Friday, April 17, 2015

If At First You Don't Succeed ...


Click the arrow to watch the Falcon 9 landing attempt. Video source: SpaceX YouTube channel.

SpaceX tried and failed April 14 at its second attempt to land a Falcon 9 booster on its barge autonomous spaceport drone ship.

(Elon Musk says not to call it a barge.)

According to Aviation Week:

Video of the stage descending to the landing ship showed the vehicle approaching quickly but decelerating. However, closer to the platform the Falcon 9 showed an excessive horizontal velocity component that prompted the single engine used for landing to gimbal to correct the flight path angle. Exhaust from the Merlin engine could be seen raising clouds of water from around the platform as the stage maneuvered close to the edge of the landing zone. The control system then commanded vectoring of the engine nozzle to an angle that effectively over-compensated for the previous flight path angle correction. By this time the vehicle was too low to make further corrections and landed at too great a tilt and speed to safely land.

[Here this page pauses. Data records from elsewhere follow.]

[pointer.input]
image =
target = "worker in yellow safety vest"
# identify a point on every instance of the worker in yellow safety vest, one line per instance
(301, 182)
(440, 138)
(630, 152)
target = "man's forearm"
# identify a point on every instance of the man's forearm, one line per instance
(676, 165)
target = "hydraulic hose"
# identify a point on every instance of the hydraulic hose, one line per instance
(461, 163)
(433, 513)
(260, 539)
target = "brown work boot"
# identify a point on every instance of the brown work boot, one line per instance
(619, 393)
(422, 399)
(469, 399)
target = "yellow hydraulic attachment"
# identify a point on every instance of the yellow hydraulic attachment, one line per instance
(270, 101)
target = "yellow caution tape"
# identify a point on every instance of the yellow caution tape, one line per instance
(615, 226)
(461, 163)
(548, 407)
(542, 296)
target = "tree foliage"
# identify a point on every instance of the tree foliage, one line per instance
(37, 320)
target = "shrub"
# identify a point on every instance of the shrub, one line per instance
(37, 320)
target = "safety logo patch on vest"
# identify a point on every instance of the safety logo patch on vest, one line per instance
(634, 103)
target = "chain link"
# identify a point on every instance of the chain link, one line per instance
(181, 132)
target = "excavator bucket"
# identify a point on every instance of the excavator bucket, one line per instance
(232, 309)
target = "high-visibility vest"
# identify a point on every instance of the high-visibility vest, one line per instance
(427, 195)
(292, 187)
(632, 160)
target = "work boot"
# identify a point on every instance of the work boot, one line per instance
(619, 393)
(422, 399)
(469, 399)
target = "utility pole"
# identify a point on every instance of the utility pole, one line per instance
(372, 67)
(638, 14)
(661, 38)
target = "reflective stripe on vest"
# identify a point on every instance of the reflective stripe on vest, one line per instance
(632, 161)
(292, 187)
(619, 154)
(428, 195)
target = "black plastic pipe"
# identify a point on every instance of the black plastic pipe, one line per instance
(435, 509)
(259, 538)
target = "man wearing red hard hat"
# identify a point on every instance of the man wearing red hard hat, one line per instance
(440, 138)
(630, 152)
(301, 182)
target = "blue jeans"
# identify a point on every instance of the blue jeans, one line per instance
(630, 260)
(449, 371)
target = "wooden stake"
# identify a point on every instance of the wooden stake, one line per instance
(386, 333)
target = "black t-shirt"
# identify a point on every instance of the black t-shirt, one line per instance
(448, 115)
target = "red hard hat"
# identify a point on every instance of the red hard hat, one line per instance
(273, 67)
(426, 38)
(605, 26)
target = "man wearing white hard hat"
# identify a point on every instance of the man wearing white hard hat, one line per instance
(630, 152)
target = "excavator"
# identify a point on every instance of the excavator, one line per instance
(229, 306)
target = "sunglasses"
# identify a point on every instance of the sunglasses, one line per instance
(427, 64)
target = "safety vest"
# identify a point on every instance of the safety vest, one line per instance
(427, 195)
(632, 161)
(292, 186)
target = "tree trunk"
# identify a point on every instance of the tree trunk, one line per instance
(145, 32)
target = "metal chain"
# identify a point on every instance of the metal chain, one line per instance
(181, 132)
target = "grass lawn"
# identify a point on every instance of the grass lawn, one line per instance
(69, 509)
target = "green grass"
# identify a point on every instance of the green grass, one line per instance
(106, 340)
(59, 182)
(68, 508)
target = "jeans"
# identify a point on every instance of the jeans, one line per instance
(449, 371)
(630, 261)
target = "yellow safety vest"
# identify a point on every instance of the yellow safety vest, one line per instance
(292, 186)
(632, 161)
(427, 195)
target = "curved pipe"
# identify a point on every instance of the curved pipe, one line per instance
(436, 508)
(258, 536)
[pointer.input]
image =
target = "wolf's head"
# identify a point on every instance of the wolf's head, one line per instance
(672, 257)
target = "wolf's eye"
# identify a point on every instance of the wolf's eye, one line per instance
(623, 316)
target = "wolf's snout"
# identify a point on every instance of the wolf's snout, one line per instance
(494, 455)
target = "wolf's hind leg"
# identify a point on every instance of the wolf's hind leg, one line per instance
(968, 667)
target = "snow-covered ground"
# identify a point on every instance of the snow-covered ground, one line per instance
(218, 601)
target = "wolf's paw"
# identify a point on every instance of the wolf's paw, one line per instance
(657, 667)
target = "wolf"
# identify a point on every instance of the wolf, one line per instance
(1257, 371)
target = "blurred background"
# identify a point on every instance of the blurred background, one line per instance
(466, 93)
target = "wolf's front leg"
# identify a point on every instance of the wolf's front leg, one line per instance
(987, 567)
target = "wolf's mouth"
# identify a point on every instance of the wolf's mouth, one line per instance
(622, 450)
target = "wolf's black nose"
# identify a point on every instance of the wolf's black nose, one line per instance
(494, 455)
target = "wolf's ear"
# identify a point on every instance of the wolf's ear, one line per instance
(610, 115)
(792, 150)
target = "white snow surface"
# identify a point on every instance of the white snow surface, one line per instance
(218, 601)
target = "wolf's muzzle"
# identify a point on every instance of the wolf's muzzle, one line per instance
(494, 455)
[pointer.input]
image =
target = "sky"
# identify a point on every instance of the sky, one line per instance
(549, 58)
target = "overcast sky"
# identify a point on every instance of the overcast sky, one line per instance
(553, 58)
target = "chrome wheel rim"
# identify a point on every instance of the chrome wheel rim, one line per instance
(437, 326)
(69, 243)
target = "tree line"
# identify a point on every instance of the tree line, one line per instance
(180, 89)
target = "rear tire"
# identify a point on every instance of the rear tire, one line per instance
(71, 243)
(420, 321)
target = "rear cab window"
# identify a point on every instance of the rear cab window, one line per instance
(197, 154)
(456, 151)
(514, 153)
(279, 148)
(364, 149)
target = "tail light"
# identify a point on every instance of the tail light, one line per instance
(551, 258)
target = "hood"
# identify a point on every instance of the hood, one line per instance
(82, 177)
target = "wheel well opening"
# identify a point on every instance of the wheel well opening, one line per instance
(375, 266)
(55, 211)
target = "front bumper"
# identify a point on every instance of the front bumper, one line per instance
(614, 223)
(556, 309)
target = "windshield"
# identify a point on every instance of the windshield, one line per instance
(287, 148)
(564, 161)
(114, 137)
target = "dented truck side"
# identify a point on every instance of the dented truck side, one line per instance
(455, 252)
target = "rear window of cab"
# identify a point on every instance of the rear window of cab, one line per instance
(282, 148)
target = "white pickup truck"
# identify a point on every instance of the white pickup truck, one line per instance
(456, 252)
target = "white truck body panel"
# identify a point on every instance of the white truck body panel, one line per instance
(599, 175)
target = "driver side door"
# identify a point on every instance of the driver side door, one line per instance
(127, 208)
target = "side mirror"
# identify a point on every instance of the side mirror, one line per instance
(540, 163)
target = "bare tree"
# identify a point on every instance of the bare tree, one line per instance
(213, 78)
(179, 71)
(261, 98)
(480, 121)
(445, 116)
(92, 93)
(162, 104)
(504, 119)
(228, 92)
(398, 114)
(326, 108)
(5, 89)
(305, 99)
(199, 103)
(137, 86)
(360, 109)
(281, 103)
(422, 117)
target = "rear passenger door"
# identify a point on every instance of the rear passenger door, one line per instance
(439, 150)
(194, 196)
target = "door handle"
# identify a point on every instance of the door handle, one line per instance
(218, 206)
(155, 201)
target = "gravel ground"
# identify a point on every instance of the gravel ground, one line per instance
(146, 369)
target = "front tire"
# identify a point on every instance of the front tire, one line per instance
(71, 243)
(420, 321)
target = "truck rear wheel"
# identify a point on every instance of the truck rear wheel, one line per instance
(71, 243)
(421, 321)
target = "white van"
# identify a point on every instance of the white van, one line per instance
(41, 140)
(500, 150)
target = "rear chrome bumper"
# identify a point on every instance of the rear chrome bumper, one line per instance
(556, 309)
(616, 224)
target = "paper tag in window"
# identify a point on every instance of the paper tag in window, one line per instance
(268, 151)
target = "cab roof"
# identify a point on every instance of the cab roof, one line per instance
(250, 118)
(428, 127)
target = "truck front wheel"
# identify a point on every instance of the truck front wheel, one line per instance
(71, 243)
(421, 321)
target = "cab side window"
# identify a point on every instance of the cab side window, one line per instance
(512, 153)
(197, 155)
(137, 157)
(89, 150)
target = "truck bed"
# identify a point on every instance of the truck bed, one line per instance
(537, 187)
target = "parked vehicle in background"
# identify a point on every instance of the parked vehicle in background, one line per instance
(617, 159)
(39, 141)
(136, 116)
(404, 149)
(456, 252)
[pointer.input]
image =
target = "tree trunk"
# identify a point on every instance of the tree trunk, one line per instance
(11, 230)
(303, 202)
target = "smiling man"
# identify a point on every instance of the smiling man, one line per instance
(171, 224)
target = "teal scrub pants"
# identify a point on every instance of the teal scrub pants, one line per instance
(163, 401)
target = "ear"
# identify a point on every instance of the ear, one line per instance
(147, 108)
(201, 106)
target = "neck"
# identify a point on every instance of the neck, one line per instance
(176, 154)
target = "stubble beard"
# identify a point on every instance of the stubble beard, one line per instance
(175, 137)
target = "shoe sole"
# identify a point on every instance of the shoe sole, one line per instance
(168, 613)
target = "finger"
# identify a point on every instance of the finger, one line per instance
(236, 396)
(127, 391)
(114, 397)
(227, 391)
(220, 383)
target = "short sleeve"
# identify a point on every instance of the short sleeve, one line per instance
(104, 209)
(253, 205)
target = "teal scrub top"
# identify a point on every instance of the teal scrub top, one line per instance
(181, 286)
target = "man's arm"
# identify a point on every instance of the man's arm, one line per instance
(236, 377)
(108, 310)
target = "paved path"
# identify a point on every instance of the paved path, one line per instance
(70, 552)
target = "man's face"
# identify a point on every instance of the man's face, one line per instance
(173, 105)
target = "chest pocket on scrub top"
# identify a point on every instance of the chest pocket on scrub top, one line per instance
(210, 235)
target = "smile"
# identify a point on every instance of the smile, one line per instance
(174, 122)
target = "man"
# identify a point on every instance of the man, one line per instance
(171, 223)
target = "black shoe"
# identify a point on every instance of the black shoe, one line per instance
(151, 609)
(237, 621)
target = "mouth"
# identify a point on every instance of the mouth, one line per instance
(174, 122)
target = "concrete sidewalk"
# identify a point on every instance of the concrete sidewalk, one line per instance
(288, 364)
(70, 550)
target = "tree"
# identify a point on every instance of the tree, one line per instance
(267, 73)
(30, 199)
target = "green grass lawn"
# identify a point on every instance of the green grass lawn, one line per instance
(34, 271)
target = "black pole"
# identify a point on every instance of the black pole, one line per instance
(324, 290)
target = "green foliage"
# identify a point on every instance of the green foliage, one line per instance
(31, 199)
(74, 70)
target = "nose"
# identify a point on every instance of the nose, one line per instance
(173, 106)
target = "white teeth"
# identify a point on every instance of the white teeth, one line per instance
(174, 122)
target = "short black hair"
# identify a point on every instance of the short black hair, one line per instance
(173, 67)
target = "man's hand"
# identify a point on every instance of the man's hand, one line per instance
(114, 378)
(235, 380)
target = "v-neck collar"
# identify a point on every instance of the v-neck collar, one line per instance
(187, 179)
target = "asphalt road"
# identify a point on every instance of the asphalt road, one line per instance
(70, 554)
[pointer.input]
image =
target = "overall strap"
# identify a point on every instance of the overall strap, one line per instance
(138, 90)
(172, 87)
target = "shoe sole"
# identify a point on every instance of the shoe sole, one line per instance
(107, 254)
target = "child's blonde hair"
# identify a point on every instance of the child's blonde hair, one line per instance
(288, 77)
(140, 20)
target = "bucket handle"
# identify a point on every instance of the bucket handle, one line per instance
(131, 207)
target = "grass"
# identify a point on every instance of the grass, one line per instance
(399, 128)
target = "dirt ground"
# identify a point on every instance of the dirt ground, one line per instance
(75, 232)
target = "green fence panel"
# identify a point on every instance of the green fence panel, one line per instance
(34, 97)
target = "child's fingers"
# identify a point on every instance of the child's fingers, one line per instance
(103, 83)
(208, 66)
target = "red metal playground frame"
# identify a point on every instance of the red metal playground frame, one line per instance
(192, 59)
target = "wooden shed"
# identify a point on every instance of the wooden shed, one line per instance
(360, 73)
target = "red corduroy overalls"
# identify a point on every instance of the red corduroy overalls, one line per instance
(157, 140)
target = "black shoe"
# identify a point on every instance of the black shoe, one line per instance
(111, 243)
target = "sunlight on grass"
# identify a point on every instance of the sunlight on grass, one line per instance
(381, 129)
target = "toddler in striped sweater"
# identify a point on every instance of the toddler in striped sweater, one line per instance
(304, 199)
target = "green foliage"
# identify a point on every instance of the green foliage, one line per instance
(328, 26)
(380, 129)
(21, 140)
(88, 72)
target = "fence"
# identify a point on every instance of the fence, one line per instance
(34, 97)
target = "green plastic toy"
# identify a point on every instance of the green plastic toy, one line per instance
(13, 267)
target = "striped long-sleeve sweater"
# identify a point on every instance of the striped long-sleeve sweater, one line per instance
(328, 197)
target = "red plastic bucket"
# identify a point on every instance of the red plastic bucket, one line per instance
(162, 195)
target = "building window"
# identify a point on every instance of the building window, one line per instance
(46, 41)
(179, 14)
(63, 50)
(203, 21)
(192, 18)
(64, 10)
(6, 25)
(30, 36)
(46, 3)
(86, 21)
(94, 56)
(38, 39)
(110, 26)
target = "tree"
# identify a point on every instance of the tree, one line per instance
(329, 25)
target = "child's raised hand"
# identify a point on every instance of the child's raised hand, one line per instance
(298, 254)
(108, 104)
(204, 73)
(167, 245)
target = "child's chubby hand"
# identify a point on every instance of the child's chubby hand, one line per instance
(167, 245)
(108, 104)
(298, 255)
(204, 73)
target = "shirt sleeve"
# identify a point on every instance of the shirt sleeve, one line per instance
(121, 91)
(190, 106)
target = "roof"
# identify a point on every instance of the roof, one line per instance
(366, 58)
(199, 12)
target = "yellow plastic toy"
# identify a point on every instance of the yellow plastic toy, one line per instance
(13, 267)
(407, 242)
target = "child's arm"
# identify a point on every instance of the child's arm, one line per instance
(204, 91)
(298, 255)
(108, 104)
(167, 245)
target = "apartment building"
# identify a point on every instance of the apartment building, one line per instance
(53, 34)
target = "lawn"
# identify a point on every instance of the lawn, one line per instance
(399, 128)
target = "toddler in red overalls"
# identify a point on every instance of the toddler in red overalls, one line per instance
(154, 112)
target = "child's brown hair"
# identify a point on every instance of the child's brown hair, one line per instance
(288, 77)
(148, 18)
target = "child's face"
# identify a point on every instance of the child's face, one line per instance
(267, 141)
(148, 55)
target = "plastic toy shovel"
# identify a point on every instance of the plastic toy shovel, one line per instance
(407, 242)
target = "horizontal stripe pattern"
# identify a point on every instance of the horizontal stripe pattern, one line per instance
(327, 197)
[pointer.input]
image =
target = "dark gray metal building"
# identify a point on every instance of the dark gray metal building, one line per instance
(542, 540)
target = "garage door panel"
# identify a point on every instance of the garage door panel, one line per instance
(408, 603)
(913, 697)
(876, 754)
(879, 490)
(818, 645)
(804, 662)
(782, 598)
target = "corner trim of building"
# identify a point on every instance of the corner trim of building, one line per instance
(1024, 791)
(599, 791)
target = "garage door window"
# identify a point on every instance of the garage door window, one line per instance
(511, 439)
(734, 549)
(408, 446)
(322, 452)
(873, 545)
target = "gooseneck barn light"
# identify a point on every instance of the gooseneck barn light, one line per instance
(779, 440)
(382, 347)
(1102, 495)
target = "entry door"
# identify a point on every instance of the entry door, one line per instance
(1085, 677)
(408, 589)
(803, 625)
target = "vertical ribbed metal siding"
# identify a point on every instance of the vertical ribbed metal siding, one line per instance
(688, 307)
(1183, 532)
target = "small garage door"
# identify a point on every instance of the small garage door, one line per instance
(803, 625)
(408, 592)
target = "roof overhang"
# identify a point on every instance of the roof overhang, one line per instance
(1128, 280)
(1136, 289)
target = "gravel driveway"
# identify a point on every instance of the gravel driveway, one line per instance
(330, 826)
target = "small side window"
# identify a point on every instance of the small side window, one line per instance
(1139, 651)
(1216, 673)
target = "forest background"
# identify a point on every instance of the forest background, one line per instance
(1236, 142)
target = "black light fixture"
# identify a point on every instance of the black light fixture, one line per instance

SpaceX founder and chief technology officer Elon Musk tweeted that “excess lateral velocity caused it [the booster] to tip over post landing.” In a later tweet that was subsequently withdrawn, Musk then indicated that “the issue was stiction in the biprop throttle valve, resulting in control system phase lag.” In this statement, Musk was referring to “stiction” — or static friction — in the valve controlling the throttling of the engine. The friction appears to have momentarily slowed the response of the engine, causing the control system to command more of an extreme reaction from the propulsion system than was required. As a result, the control system entered a form of hysteresis, a condition in which the control response lags behind changes in the effect causing it.


Another video of the landing failure posted on Vidme by an anonymous user.

Various media reports this week quoted SpaceX president Gwynne Shotwell as saying the next attempt may occur on land and not at sea. Since SpaceX has only two launch locations, Cape Canaveral and Vandenberg, that means the company would need permission from the U.S. Air Force to land at their base.

If permission were received, the next Cape opportunity might be in June with the next Dragon cargo delivery to the International Space Station. The next Vandenberg launch is in July, the NASA/NOAA Jason-3 ocean surface topography mission. But SpaceX is also scheduled sometime this year to demonstrate an in-flight launch abort for the crew version of Dragon, the V2, at Vandenberg.


The damaged drone ship after its return to Jacksonville seaport. Image source: Imgur.com.